On fre, 2007-11-23 at 11:20 +0100, Bjoern Hoehrmann wrote:

> I do not know any current setup that would cause this, and that browsers
> do not agree how to handle this is a good hint that there are none. What
> I can easily imagine though is that in ancient times broken servers with
> broken proxies would cause this, and that exploits might try to use this
> to bypass crude security measures.

I don't think we need to do anything more about this in the specs. It's
quite clear how it should be parsed by a HTTP/1.1 client (chunked), and
also quite clear that it's not allowed to be sent so if seen on the wire
then it's fishy, i.e. either a broken implementation or someone trying
nasty things.

It's not the point of the spec to enumerate every possible protocol
violation that may be seen outside of the specifications or how
recipients is to deal with each such case. Attempts to do so would
seriously encumber the usability of the specification.
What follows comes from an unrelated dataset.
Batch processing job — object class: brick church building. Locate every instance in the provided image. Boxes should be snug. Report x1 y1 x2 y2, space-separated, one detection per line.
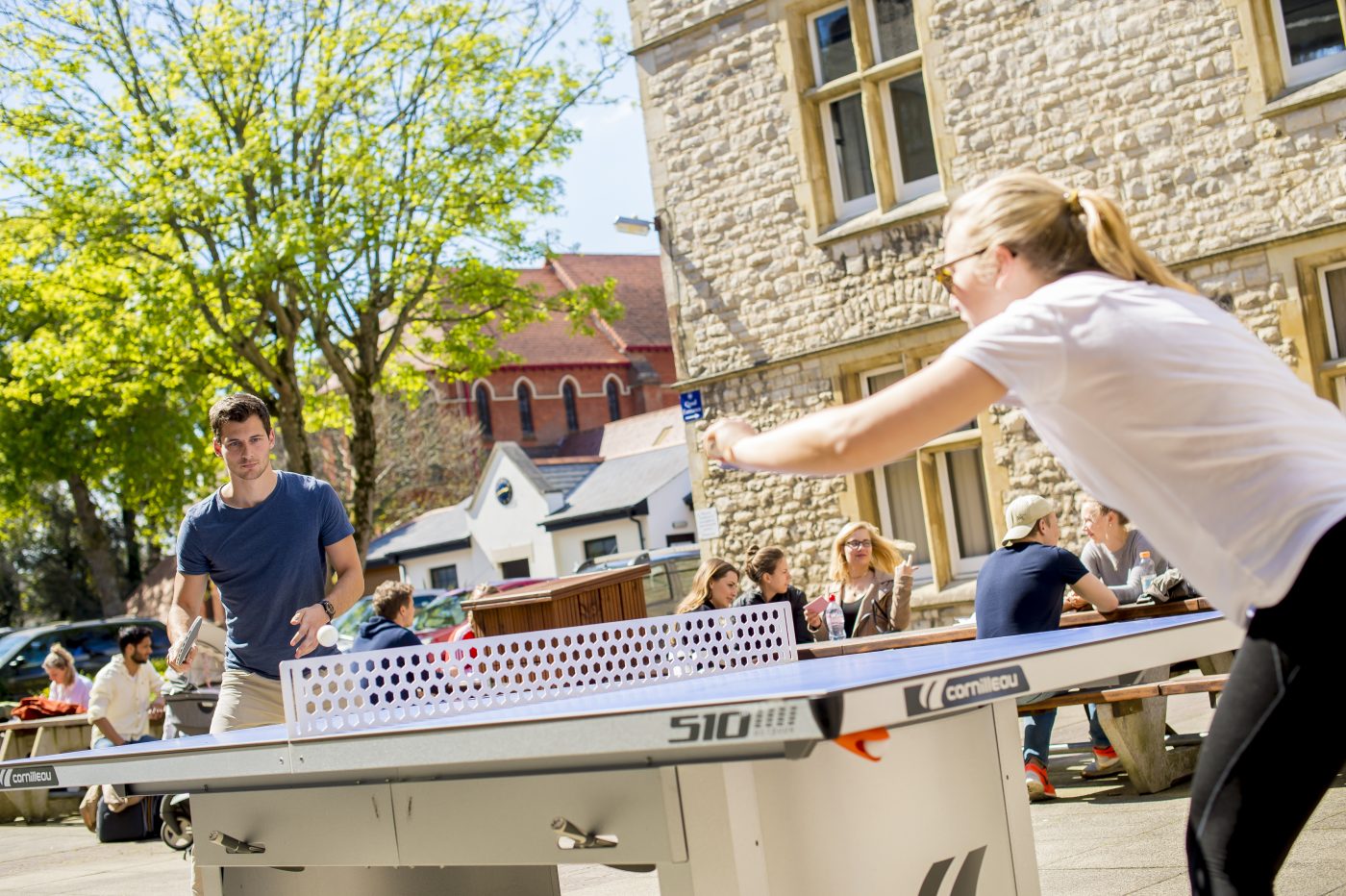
440 254 679 456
We could add a general recommendation that recipients SHOULD reject
obviously malformed messages where the sender has violated MUST
requirements or MUST NOT restrictions. But I seriously doubt many
implemeters would care to do this even if explicitly recommended by the
specifications as there is too much broken crap out there, and users do
not want to know about others broken crap, they just want things to work
at best effort. So I prefer to leave this up to each implementer to
judge how strict they want to be in their parsers.